Ainda no universo da literatura, Pilar citou escritoras que admira e novamente apareceu o nome de Virginia Woolf.

“Virginia Woolf, que citei agora mesmo, por exemplo. Outro livro é Americanah que é absolutamente maravilhoso [da autora Chimamanda Ngozi Adichie] e estão aparecendo muitas mulheres portuguesas como Lídia Jorge e Agustina Bessa-Luís. Também gosto de Lygia Fagundes Teles. Há escritoras mulheres que são muito interessantes porque têm sempre uma perspectiva distinta”.

Política 

Ainda em seu discurso para o público, na maioria mulheres, Pilar destacou o papel das mulheres latino americanas.
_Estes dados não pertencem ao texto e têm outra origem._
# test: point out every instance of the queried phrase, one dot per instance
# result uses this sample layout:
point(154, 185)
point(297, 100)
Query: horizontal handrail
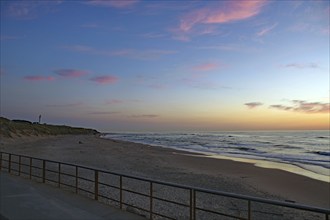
point(96, 183)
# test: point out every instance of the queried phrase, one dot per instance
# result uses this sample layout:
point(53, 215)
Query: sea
point(303, 152)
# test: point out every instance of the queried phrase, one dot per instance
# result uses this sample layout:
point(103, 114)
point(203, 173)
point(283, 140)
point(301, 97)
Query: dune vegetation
point(17, 128)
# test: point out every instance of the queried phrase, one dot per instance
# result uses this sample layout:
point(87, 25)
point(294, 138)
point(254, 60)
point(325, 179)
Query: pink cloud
point(205, 67)
point(105, 79)
point(266, 30)
point(70, 73)
point(113, 3)
point(39, 78)
point(145, 116)
point(68, 105)
point(252, 105)
point(29, 9)
point(114, 101)
point(304, 107)
point(230, 11)
point(237, 10)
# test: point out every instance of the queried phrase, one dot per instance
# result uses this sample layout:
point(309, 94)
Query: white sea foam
point(307, 151)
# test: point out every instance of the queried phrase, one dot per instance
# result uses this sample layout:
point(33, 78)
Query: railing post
point(30, 167)
point(76, 179)
point(121, 192)
point(191, 204)
point(194, 204)
point(9, 163)
point(43, 171)
point(0, 160)
point(151, 200)
point(249, 209)
point(19, 164)
point(96, 186)
point(59, 175)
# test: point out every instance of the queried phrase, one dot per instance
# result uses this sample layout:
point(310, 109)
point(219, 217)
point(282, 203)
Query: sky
point(162, 66)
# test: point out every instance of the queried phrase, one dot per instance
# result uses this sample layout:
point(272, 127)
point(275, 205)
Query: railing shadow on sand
point(151, 198)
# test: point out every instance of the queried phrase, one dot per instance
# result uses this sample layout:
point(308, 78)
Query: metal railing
point(122, 190)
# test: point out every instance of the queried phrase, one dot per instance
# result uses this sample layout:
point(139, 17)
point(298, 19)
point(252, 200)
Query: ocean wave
point(323, 153)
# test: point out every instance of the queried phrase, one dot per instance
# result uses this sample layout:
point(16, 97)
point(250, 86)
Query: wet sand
point(174, 166)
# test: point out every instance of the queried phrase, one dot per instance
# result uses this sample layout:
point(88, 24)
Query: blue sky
point(167, 65)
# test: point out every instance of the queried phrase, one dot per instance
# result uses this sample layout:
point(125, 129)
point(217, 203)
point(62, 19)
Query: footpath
point(22, 199)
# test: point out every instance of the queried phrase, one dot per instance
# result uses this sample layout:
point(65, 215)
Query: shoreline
point(175, 166)
point(313, 171)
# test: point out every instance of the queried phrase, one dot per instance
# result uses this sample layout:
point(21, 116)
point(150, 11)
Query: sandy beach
point(174, 166)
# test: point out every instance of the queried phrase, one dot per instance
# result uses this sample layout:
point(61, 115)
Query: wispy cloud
point(304, 107)
point(29, 9)
point(205, 67)
point(129, 53)
point(145, 116)
point(103, 113)
point(71, 73)
point(114, 101)
point(229, 11)
point(39, 78)
point(302, 65)
point(151, 35)
point(266, 30)
point(67, 105)
point(252, 105)
point(113, 3)
point(104, 79)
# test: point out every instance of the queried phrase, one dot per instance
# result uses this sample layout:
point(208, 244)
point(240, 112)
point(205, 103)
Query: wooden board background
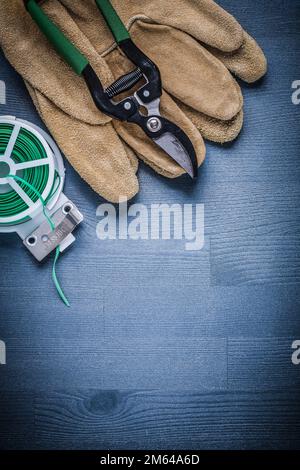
point(165, 348)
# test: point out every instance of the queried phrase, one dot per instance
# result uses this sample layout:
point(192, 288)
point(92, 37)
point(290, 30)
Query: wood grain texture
point(143, 420)
point(165, 348)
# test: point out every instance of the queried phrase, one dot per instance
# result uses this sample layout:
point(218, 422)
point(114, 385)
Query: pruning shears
point(163, 132)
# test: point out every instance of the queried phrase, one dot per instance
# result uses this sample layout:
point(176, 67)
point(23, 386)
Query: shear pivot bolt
point(154, 124)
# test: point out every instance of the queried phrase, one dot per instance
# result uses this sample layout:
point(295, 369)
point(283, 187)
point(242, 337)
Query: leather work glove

"Pilar del Río durante seu discurso no Tucarena em 8 de março de 2018"

“Uma coisa que se repetia na manifestação e na passeata era: A América Latina será feminista. Por que até agora, as mulheres participaram pouco na construção deste continente e, talvez por isso, esse continente esteja mal. (...) Está tão mal porque sempre houveram elites que governavam (...), elites que não deixaram as mulheres governarem”.

E citou mulheres que hoje estão na política como Michelle Bachelet, presidenta do Chile e Cristina Kirchner, ex-presidenta da Argentina e Dilma Rousseff, ex-presidenta do Brasil que sofreu um impeachment, que chegou ao poder com a proposta de dar continuidade à eficácia do serviço público. Entretanto, ser mulher e ter características femininas pesaram na hora do impeachment.

“Minhas queridas, somos o futuro e temos direitos, todos, mas também temos uma obrigação que é salvar os nossos países porque temos que salvar a humanidade e precisa ser agora, não depois de amanhã. Vamos acabar já com o poder patriarcal”.